Admettre qu'on n'est pas un travailleur d'équipe, c'est presque suicidaire. Pourtant, bien peu d'organisations prêchent par l'exemple.
Même si tout le monde s'accorde à dire que le travail d'équipe est le meilleur moyen d'atteindre les objectifs d'une organisation, la mise en pratique n'est pas aisée.
Les objectifs d'une équipe ne sont pas toujours compris ni acceptés par ses membres, plus souvent concentrés sur leurs objectifs individuels. Plus l'organisation ou le groupe est grand, plus cela devient complexe. Souvenez-vous, déjà à l'école, il était difficile de s'entendre sur la distribution des tâches en vue des travaux d'équipe. La collaboration entre celui qui était toujours en retard dans ses recherches, le "tire-au-flanc", le premier de classe angoissé par la note finale… et vous-même débouchait parfois sur des travaux de fin de session houleux. C'était toujours les mêmes qui s'occupaient de produire le document final. En entreprise, le scénario est semblable, à la différence que les objectifs et les délais sont imposés par votre employeur, qui vous paie pour cela. Pour devenir un meilleur joueur d'équipe, il est important de connaître les grands paradoxes du travail d'équipe dans nos organisations.
- L'organisation du travail en silos. Les équipes sont regroupées par fonctions et par compétences, et n'ont que peu d'interactions, sauf par obligation. Même les structures matricielles censées obliger les unités à collaborer n'y parviennent pas. Prenez la fonction RH. Elle sert de multiples clients internes, mais elle est composée principalement de spécialistes qui, même entre professionnels des RH, ont parfois du mal à collaborer. À titre d'exemple, la fonction rémunération est souvent coincée entre ses échelles salariales internes et le marché externe. Résultat : les experts en rémunération sont souvent en conflit avec leurs collègues recruteurs lorsqu'il s'agit d'embaucher des candidats externes. Par ailleurs, un vice-président finance me confiait récemment que son processus budgétaire ressemblait à une guerre civile. Les équipes de vente refusaient carrément de coopérer avec ses équipes et n'acceptaient pas leurs méthodes de calcul de coûts d'exploitation. Résultat ? Il lui était quasi impossible de comptabiliser certains frais, et le processus s'allongeait de façon spectaculaire.
- Les systèmes d'évaluation et de rémunération. Bien que les entreprises veuillent favoriser le travail d'équipe, elles rémunèrent surtout la performance individuelle. Même si une portion de la prime de fin d'année repose sur l'atteinte des objectifs de l'entreprise, il est bien souvent difficile pour les employés d'en comprendre les règles de distribution. La prime individuelle est liée à la performance de l'individu, dont l'atteinte des objectifs est jaugée au moment de l'entrevue d'évaluation annuelle. C'est en fonction de cette évaluation que l'employé pourra accéder ou non à une promotion, faire évoluer sa carrière à l'interne, obtenir de la formation et une augmentation. Ces mécanismes ne suscitent ni l'entraide ni la collaboration.
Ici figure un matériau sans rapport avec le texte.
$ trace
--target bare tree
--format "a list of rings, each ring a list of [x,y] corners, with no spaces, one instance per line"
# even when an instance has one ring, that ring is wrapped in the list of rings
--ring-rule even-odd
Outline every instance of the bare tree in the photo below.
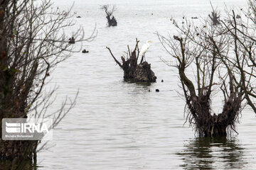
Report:
[[[245,55],[242,45],[238,47],[235,33],[235,36],[231,33],[238,31],[235,27],[230,28],[233,19],[235,21],[235,14],[215,25],[210,18],[200,26],[188,21],[180,26],[174,21],[178,35],[167,38],[158,34],[176,61],[172,66],[178,70],[187,119],[200,136],[225,136],[228,128],[235,131],[238,115],[247,104],[243,101],[247,99],[246,89],[252,75],[245,79],[243,72],[249,58]],[[242,44],[247,43],[245,37],[242,39]],[[194,77],[190,74],[193,70]],[[220,95],[218,89],[222,91],[223,108],[221,113],[214,113],[211,101],[213,94]]]
[[[53,69],[73,52],[65,28],[74,25],[70,10],[62,11],[51,8],[50,0],[36,3],[31,0],[0,0],[0,118],[54,118],[52,128],[75,105],[64,101],[60,110],[47,115],[52,103],[52,89],[43,95],[47,77]],[[83,39],[82,28],[73,36],[77,41],[90,41],[95,36]],[[0,127],[1,128],[1,122]],[[0,130],[1,136],[1,130]],[[36,161],[40,141],[0,141],[1,159],[32,159]]]
[[[130,51],[129,45],[127,46],[127,57],[121,57],[122,64],[114,57],[110,47],[106,47],[106,48],[109,50],[116,63],[123,69],[125,80],[132,80],[136,82],[155,82],[156,76],[151,69],[151,64],[147,62],[143,62],[143,57],[142,57],[138,64],[139,57],[139,40],[136,40],[136,45],[133,51]]]
[[[113,13],[117,10],[116,6],[113,6],[112,8],[110,9],[110,5],[104,5],[101,8],[106,13],[108,26],[117,26],[117,22],[113,16]]]

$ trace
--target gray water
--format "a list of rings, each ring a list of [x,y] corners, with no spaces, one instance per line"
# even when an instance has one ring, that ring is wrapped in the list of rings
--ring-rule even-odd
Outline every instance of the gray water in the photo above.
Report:
[[[73,3],[53,1],[53,6],[63,8]],[[221,11],[225,4],[236,8],[246,6],[245,0],[211,1]],[[117,27],[106,27],[104,11],[99,9],[106,4],[117,7]],[[183,16],[204,18],[210,10],[206,0],[75,1],[73,12],[82,18],[74,17],[75,26],[66,33],[71,35],[82,26],[88,37],[97,23],[98,34],[94,41],[82,45],[88,54],[73,53],[51,75],[48,86],[60,88],[48,111],[58,108],[65,96],[74,98],[78,89],[79,96],[75,107],[54,130],[48,145],[51,147],[40,152],[38,169],[255,169],[255,114],[244,110],[237,128],[239,135],[227,139],[196,137],[188,123],[183,125],[184,101],[178,94],[182,91],[177,70],[161,60],[171,60],[156,31],[172,35],[171,17],[181,22]],[[154,42],[146,60],[156,83],[124,81],[122,71],[105,48],[110,47],[119,59],[127,45],[134,47],[136,38],[140,46],[146,40]],[[221,103],[218,98],[213,102],[216,113]]]

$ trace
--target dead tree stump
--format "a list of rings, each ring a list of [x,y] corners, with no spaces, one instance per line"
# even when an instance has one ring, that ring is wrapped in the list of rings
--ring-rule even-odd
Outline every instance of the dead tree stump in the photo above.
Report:
[[[114,57],[110,48],[107,47],[106,48],[109,50],[116,63],[123,69],[124,80],[132,80],[135,82],[156,82],[156,76],[151,69],[151,64],[142,61],[139,64],[137,63],[139,57],[139,42],[137,40],[135,48],[132,52],[128,46],[127,59],[124,56],[121,57],[122,64]]]
[[[109,5],[104,5],[101,7],[101,8],[103,9],[106,13],[106,18],[107,19],[108,26],[117,26],[117,21],[113,16],[113,13],[116,11],[116,7],[115,6],[113,6],[112,9],[109,9]]]

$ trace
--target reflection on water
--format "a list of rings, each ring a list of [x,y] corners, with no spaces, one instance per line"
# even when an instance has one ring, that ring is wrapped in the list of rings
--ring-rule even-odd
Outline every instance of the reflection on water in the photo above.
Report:
[[[197,137],[184,144],[177,153],[183,161],[185,169],[242,169],[247,162],[244,148],[236,139]]]
[[[0,169],[36,170],[37,166],[29,160],[0,161]]]

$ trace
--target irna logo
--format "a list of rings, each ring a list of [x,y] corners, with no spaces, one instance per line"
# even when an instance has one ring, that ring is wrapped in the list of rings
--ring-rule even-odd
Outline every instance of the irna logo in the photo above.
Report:
[[[6,122],[6,132],[9,133],[49,132],[45,123],[15,123]]]

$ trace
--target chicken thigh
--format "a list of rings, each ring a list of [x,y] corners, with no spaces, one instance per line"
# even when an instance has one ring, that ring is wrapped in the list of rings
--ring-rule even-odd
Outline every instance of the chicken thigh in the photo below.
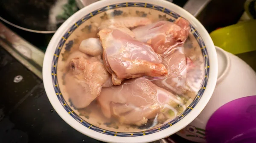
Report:
[[[167,90],[182,94],[185,90],[187,71],[192,62],[182,51],[175,50],[163,58],[163,63],[168,70],[167,77],[152,82]]]
[[[132,30],[140,41],[152,45],[157,53],[164,54],[178,44],[183,43],[188,36],[189,22],[179,18],[175,22],[160,21]]]
[[[100,56],[80,55],[71,59],[70,70],[65,79],[70,98],[77,108],[89,105],[99,95],[102,85],[109,86],[105,83],[111,77]]]
[[[134,37],[134,34],[129,28],[151,24],[151,21],[146,17],[128,17],[108,20],[101,23],[100,30],[104,29],[116,29]]]
[[[140,125],[165,108],[183,106],[182,100],[145,77],[126,81],[117,87],[102,89],[97,98],[104,115],[120,123]]]
[[[112,75],[114,85],[120,85],[125,79],[167,74],[161,57],[149,45],[117,29],[103,29],[99,35],[103,48],[104,63]]]

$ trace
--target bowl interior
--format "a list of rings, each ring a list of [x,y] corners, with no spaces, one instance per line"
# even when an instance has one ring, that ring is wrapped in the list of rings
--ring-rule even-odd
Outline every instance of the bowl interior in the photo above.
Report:
[[[153,21],[174,21],[180,16],[171,10],[149,3],[124,3],[108,6],[85,15],[74,24],[67,28],[60,37],[52,64],[52,80],[54,90],[63,108],[82,125],[103,134],[113,136],[131,137],[143,135],[169,127],[184,118],[196,105],[205,89],[209,74],[209,59],[205,45],[196,29],[191,25],[189,38],[185,42],[184,53],[193,62],[193,66],[186,73],[185,93],[178,95],[186,99],[186,107],[177,109],[169,119],[161,123],[149,122],[142,126],[120,124],[106,119],[96,103],[89,107],[77,109],[73,107],[65,88],[64,70],[69,56],[78,50],[81,41],[97,37],[99,24],[106,20],[119,17],[147,17]],[[85,15],[87,14],[87,15]],[[50,63],[49,63],[50,64]]]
- La divergence entre les objectifs collectifs et les objectifs individuels. D'un côté, les entreprises doivent réagir rapidement, innover constamment, faire face à un environnement de plus en plus complexe ; de l'autre, les employés recherchent un meilleur équilibre de vie et se sentent de moins en moins engagés dans l'organisation. Le fossé se creuse donc entre les attentes des entreprises envers leurs employés et ce que ces derniers recherchent au travail. C'est ainsi qu'on se retrouve avec des équipes hétéroclites où cohabitent le perfectionniste, le bourreau de travail, l'employé qui fait du neuf à cinq et celui qui fait du présentéisme. Ce ne sont pas tous les employés qui se sentent concernés de la même manière par la croissance de l'entreprise et l'atteinte de ses objectifs.
- La composition de l'équipe. On choisit rarement ses collègues. Quand vous a-t-on demandé pour la dernière fois votre avis sur votre voisin de bureau ? Vous devrez pourtant vous en accommoder : ce sera peut-être le seul point commun que vous partagerez avec lui.
Aucun doute, en ce qui a trait au travail d'équipe, il existe une forme d'hypocrisie qui se manifeste par les séminaires de mobilisation créative, les gourous de la motivation collective, les parties de paint ball et autres activités de défoulement collectif.